For the past few years, Okaloosa County has shown a pattern of decline on the FCAT. “We knew we had work to do,” says Jackson “and I wanted to support our teachers who have worked tirelessly this year to get the job done.” Jackson has been concerned about the pressures on the school administrators and faculties who have all had to deal with added stresses ranging from blended standards to rigorous teacher evaluations. “Our schools were tasked with implementing new standards that began as Common Core and shifted to Florida Standards, all the while knowing that our FCAT assessments were going to be based on the old Next Generation Sunshine State Standards (NGSS).  We had to start talking to our teachers about the instructional shifts while making sure that NGSS were still being addressed.”

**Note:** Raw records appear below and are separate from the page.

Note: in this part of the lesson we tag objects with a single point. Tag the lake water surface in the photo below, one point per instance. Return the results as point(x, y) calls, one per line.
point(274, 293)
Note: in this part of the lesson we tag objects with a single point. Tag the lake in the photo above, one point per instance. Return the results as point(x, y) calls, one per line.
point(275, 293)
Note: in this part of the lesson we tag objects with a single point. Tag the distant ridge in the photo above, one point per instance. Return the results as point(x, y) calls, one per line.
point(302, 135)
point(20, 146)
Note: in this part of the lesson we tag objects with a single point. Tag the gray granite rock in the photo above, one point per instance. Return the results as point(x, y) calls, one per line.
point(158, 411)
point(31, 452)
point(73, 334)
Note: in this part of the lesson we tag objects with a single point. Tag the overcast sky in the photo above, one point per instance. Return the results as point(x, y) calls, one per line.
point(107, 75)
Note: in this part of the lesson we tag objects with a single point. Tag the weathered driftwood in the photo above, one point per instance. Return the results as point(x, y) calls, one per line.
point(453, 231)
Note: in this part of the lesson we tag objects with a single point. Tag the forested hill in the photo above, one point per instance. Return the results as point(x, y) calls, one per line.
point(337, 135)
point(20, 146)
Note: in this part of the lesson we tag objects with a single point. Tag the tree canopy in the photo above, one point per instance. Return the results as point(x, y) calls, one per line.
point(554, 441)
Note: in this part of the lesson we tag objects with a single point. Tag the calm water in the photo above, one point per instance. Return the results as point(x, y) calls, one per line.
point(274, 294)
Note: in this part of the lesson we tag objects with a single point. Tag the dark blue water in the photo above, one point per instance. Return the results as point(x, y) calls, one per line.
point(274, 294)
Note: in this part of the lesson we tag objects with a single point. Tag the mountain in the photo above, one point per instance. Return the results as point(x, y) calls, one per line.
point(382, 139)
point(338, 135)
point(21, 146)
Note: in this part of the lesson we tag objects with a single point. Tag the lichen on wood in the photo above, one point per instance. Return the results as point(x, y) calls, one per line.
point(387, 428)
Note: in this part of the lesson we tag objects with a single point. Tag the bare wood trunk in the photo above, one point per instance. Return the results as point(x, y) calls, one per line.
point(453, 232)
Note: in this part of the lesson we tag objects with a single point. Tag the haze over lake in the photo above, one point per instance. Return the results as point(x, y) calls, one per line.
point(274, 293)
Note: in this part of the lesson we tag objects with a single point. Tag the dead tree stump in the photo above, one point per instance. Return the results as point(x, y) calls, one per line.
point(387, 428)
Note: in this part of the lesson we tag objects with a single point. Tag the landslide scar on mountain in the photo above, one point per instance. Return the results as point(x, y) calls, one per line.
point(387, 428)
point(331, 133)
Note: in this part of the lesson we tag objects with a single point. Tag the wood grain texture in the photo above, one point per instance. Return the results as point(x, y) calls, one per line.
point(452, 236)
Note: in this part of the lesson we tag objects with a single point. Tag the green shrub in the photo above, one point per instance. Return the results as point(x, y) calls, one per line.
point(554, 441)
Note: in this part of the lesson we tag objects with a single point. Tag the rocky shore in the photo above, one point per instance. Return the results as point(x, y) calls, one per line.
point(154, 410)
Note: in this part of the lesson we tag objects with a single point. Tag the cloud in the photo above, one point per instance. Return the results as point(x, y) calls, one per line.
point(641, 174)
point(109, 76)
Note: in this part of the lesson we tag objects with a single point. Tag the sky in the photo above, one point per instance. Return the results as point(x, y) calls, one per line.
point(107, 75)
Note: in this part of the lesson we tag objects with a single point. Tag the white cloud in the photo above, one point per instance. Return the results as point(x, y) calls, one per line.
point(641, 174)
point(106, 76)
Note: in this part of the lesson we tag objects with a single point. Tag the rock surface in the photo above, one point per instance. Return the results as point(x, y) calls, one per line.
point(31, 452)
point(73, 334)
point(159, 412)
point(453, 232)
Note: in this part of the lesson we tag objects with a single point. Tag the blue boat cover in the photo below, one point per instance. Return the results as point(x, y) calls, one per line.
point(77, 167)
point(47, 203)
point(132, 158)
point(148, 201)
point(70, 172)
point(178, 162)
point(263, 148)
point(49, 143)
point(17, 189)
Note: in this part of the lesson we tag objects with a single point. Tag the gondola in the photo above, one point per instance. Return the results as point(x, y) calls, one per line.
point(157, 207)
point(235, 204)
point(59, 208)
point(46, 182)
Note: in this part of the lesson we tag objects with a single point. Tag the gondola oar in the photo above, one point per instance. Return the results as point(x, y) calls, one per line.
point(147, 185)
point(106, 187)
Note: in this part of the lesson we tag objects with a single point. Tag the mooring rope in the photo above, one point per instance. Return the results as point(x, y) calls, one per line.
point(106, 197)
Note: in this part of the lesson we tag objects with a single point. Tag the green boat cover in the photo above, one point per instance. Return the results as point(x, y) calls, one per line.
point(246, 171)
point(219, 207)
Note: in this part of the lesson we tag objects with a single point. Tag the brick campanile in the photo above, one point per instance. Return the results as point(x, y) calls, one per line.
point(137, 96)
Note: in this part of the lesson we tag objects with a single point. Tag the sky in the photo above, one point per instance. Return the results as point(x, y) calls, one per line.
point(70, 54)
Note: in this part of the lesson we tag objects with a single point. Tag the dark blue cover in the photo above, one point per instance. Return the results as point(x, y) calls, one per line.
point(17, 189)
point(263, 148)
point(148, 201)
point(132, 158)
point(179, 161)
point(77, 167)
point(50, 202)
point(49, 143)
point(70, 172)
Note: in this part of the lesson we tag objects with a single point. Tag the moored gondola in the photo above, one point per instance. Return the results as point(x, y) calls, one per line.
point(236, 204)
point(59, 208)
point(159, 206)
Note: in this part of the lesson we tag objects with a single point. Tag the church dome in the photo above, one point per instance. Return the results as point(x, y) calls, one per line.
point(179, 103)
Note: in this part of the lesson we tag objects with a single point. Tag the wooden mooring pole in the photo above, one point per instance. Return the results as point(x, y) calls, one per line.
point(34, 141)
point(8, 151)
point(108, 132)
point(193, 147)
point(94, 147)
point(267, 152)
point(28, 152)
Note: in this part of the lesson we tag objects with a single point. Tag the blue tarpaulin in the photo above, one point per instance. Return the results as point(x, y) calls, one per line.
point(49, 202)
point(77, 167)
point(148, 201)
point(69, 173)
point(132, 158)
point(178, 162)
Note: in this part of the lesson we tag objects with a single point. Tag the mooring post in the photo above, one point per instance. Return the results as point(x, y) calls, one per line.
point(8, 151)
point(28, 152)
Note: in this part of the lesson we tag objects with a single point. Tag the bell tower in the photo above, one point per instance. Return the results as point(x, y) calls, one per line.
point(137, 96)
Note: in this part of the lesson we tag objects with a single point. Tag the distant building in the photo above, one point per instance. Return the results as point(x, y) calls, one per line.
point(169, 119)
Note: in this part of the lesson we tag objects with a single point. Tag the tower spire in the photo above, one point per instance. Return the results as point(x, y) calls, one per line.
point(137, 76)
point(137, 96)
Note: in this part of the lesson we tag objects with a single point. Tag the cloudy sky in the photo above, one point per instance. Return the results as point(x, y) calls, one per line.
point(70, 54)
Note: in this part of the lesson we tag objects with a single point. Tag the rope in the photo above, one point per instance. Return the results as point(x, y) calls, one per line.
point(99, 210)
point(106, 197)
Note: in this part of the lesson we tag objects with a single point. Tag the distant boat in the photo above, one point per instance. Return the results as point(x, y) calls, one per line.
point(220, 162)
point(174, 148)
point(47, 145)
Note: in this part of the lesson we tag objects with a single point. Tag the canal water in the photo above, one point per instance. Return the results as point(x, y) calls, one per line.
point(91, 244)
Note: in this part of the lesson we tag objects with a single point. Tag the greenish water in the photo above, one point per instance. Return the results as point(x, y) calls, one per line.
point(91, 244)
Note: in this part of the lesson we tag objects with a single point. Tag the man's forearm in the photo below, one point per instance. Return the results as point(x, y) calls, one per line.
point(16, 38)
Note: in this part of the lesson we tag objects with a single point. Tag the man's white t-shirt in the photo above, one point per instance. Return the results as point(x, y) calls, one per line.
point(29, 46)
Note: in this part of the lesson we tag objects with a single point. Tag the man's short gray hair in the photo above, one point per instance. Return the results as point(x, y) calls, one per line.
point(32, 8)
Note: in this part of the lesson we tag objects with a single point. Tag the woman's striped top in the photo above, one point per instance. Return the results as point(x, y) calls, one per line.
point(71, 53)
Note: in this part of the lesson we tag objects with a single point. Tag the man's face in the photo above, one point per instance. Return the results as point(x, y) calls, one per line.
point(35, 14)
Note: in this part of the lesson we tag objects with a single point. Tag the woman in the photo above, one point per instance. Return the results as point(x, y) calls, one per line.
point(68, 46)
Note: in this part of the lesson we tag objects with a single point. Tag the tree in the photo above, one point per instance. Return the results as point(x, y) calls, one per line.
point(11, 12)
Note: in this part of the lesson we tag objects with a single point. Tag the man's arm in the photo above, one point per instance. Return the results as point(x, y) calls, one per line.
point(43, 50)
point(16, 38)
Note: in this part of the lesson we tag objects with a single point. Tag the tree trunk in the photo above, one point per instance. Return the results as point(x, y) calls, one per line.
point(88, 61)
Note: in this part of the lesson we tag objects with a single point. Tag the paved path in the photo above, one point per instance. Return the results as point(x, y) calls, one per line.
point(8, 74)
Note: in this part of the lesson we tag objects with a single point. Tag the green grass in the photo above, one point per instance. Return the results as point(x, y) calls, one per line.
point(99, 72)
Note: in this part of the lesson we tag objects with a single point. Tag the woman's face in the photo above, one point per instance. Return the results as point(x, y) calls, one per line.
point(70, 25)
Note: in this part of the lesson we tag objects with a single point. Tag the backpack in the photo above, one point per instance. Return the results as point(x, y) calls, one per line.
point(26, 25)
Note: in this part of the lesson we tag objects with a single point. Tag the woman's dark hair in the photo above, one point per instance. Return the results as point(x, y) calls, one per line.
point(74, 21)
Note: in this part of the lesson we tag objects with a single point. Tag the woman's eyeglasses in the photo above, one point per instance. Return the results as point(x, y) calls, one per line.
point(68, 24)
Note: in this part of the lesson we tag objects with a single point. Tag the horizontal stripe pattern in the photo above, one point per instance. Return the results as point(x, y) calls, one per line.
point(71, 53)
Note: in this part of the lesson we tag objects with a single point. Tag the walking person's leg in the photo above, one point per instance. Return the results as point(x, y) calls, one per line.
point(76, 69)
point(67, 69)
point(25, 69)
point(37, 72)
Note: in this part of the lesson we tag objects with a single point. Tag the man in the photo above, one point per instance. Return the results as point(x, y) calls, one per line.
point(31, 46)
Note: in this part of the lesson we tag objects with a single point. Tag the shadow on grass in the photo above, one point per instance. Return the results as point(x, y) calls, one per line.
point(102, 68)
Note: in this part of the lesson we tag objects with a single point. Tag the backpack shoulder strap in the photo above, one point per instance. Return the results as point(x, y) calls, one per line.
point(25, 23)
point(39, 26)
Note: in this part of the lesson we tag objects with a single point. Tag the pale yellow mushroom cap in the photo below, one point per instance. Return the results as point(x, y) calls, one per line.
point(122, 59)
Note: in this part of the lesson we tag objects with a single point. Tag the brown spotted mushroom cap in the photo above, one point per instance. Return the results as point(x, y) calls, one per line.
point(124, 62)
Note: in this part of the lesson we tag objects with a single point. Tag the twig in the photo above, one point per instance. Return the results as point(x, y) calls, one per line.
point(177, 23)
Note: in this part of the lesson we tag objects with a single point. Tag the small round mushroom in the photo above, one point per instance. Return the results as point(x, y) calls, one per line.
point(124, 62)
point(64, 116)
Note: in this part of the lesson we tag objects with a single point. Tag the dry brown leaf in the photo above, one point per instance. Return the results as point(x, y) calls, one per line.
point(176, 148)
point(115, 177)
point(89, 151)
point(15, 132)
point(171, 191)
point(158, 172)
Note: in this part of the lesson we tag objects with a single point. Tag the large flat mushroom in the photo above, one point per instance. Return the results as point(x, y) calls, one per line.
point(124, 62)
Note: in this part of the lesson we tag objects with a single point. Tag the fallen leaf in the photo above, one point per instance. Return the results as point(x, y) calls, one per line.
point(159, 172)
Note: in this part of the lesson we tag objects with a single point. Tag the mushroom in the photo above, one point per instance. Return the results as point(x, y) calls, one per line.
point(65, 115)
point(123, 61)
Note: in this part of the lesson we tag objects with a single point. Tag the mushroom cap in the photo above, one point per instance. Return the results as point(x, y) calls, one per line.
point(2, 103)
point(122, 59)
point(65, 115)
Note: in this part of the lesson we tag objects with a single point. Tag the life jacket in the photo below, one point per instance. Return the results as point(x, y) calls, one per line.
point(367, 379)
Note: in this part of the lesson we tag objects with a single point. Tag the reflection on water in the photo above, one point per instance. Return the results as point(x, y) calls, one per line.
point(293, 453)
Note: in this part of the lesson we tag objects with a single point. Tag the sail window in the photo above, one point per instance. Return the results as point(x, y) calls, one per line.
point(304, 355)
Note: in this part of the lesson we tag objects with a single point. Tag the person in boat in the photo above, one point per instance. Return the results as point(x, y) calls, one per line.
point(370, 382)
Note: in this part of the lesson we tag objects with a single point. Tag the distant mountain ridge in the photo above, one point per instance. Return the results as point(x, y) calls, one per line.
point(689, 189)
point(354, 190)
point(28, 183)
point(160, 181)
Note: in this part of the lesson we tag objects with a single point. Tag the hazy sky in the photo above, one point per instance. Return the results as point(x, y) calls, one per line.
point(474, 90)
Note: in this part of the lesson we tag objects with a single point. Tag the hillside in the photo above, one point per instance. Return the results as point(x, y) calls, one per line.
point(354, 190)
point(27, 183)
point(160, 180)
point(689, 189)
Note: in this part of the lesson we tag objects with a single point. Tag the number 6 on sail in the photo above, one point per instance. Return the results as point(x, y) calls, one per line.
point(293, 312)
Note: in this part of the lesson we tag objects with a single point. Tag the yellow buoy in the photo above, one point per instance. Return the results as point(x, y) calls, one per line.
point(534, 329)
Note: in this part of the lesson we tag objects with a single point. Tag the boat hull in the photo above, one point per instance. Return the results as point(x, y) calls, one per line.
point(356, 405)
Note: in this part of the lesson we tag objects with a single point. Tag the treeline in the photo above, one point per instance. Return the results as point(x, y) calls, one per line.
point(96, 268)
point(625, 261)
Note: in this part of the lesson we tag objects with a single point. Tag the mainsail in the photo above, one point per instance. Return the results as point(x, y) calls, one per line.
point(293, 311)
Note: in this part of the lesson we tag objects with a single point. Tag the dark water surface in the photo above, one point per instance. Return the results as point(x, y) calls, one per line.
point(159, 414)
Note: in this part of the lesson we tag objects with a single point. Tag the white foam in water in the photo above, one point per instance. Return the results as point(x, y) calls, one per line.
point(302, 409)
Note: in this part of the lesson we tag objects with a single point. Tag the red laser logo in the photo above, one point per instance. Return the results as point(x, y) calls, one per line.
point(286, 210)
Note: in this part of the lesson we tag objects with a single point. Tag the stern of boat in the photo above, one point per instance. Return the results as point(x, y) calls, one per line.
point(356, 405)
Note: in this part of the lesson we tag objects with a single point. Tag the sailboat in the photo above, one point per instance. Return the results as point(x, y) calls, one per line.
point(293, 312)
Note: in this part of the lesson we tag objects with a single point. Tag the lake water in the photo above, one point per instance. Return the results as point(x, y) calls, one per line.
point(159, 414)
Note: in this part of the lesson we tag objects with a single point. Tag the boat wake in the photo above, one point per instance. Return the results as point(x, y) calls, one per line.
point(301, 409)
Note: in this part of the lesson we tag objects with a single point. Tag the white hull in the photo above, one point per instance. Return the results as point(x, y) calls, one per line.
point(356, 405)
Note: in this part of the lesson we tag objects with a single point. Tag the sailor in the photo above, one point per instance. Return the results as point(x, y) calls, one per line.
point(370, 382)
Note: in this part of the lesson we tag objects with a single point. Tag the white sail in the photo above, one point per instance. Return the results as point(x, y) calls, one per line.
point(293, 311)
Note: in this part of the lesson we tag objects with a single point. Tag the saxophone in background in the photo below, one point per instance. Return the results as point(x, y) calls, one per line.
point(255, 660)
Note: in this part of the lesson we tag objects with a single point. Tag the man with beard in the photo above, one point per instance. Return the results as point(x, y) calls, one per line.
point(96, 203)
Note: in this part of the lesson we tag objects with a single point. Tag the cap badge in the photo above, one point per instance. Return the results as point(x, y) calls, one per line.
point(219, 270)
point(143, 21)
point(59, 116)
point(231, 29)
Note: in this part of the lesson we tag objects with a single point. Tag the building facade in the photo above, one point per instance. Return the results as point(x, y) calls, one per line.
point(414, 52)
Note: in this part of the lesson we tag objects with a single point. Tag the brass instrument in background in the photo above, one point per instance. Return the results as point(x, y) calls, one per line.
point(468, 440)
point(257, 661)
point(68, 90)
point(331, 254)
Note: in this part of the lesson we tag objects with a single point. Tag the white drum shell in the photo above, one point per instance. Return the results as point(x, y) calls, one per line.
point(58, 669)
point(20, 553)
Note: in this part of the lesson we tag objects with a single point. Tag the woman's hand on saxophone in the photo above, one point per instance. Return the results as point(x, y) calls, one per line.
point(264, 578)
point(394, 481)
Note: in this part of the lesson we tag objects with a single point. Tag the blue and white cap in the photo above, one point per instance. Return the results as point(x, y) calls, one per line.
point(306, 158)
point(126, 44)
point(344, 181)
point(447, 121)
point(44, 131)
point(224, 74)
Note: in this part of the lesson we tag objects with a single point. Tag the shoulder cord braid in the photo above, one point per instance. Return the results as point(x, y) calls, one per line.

Marcus Chambers, Assistant Superintendent of Curriculum, attributes the rise to the work going on at the school-level. “Each school’s leadership team made up of administrators, instructional coaches, and teachers, met with the Directors of Curriculum for quarterly reviews to analyze school-specific data and discuss how each school would address soft spots in the data. That required an enormous effort on the part of each school, and the payoff is clear.”    

There were some declines in grade-level performance. The 5th grade saw losses in both reading and math, while the 4th grade moved from 17th to 27th in the state for math. Jackson explains, “At first glance, it looks like a loss. More important than comparing last year’s 5th grade to this year’s 5th grade (which is how the data has been released to the media), we’re more interested in tracking the same group of students over time. If you look at the data, 5th grade students actually performed better than they did as 4th graders a year ago in both reading and math – from 11th to 8th in the state for reading and 17th to 8th in the state for math.”

“Our scores are starting to rise again,” Chambers continues, “and we have a strong plan in place as we move forward.” The District will continue to meet with principals throughout the summer and a new School Performance Plan (SPP) will be put into place. Each school’s SPP will help teachers make the shifts towards new statewide assessments for both English/Language Arts (ELA) and math. “We want to be aggressive, not just for state ranking, but to make certain Okaloosa students are college and career ready.”

Chambers explains that schools will have a clear focus going into the 2014-15 year, “Using data, we will provide school, grade-level, and subject-area support to assist all students. Content-area teachers will continue to implement close reading, writing with evidence from text, and student talk in the classroom, while math students will focus on Math Practice 3, constructing viable arguments and critiquing the reasoning of others.”

Jackson admits there is still work to do in certain pockets, “Elementary math will be a focus for our district, and we’re going to continue professional development that supports our progress in writing.” Both 8th and 10th grade showed significant improvements in writing – 8th moved from 35th in the state to 18th while 10th grade went from 21st in the state to 11th. “As soon as we know what’s coming from the state, we will point our teachers in the right direction.” This year was the last year for the Florida Writes, and each district is awaiting the state’s decision about the type of writing that will be assessed. “Most of the late-start and early-release time this year was dedicated to unpacking the new argumentative writing standards, identifying instructional gaps, and analyzing the feedback drawn from practice Okaloosa Writes tests that aligned with the new Florida Standards. We want everyone to be ready.”